À l’occasion des deux ans de la loi PACTE, promulguée le 29 mai 2019, nous avons rencontré Alexandre Menais, secrétaire général d’ATOS, première entreprise du CAC 40 à avoir ancré sa raison d'être dans ses statuts. Quels changements cela induit ? Entretien.

Rencontre avec Alexandre Menais, secrétaire général d’ATOS sur la loi Pacte et Raison d'être. Crédit : DR
Rencontre avec Alexandre Menais, secrétaire général d’ATOS sur la loi Pacte et Raison d'être. Crédit : DR

 

 

  • Deux ans après l’entrée en vigueur de la loi PACTE, quel regard portez-vous sur le nombre fleurissant d’entreprises qui se dotent d’une raison d’être ? 

 

C’est le signe que toutes les entreprises et leurs dirigeants sont en train de comprendre qu’elles peuvent contribuer à un destin commun. Et c’est remarquable. Mais ce n’est pas un hasard. Nous sommes dans une crise qui revisite le positionnement de chacun, le rééquilibrage entre le rôle de l’État, celui de l’entreprise et des individus.  Il est important de comprendre pourquoi les entreprises en sont arrivées à cette réflexion. Elles sont conscientes d’avoir une mission implicite, de participer à l’enrichissement d’un progrès collectif, dans un nouvel ordre social. Dans de nombreuses sociétés, il existe une réflexion sur le « monde meilleur ». Les entreprises sont confrontées, dans leur quotidien, aux questions des inégalités, à la destruction des ressources naturelles, à la restriction des libertés. Et le capitalisme n’apporte pas toutes les réponses. Il y a eu des progrès grâce à la RSE. Il y a plus de transparence, plus de règles. La RSE, qui est très axée sur le développement durable et l’environnement, a fait progresser les organisations. 

 

  • Quels changements avec la loi PACTE ?   

La loi PACTE a permis une accélération au-delà des intérêts simples des actionnaires en intégrant un intérêt social élargi. Et elle pousse aussi les entreprises à communiquer différemment en montrant leur engagement et leur fidélité vis-à-vis de leurs clients et collaborateurs. L’entreprise n’opère plus seule. Elle est dans un écosystème qui comprend les pouvoirs publics, les clients, les partenaires, les futurs talents, etc. 

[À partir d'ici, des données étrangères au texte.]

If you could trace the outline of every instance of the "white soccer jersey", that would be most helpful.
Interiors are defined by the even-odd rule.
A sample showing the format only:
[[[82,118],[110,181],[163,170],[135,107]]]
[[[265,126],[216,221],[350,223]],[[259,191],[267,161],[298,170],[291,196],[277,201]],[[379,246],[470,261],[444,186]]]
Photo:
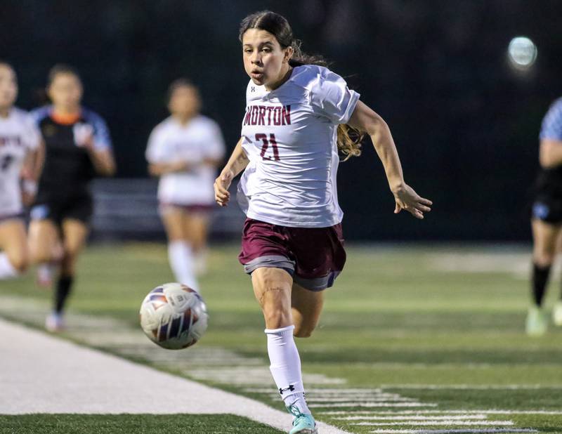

L’entreprise a donc intérêt à favoriser cet alignement. Et elle va donc faire prospérer tout cet ensemble vers un haut niveau d’exigences sociale et environnementale C’est la nouveauté. C’est cette mission que l'entreprise se donne pour agréger cet ensemble à une croissance durable et qui ait du sens. Cette croissance durable doit être rentable, a réaffirmé à ce sujet Bruno Le Maire. Une des missions d’une entreprise est de créer de la valeur et de la richesse qui doivent être alignées avec des actions d'engagement plus larges et sur une certaine durée.  Les éléments financiers, aujourd’hui, ne sont pas exclusifs à la croissance d’une entreprise. Celle-ci peut très bien être rentable et croître à partir du moment où elle intègre des éléments extra-financiers.   

 

  • Comment la raison d’être vient-elle bousculer les engagements des instances dirigeantes ? 

 

La raison d’être doit être incarnée. Le dirigeant, aujourd’hui, doit contribuer à un destin commun. Ce n’est pas possible autrement. Cette incarnation doit être vécue au quotidien par les collaborateurs. Il ne peut pas y avoir une absence de convergence entre tous les éléments qui représentent l’identité d’une entreprise. Je pense notamment à l’ambition stratégique, les objectifs financiers courts ou moyens termes, la marque employeur, les objectifs de RSE, et bien d’autres. On s’aperçoit que, souvent, il peut y avoir un manque d'alignement. La raison d’être permet une cohérence de tous ces éléments. Et c’est au dirigeant de porter cet alignement. Il faut pour cela, un changement de culture et un nouveau modèle de leadership, avec empathie, courage et bienveillance. Cette crise, par ailleurs, a permis de rétablir la confiance en l'entreprise et donc de revaloriser le capital humain des organisations en le plaçant au cœur de tout.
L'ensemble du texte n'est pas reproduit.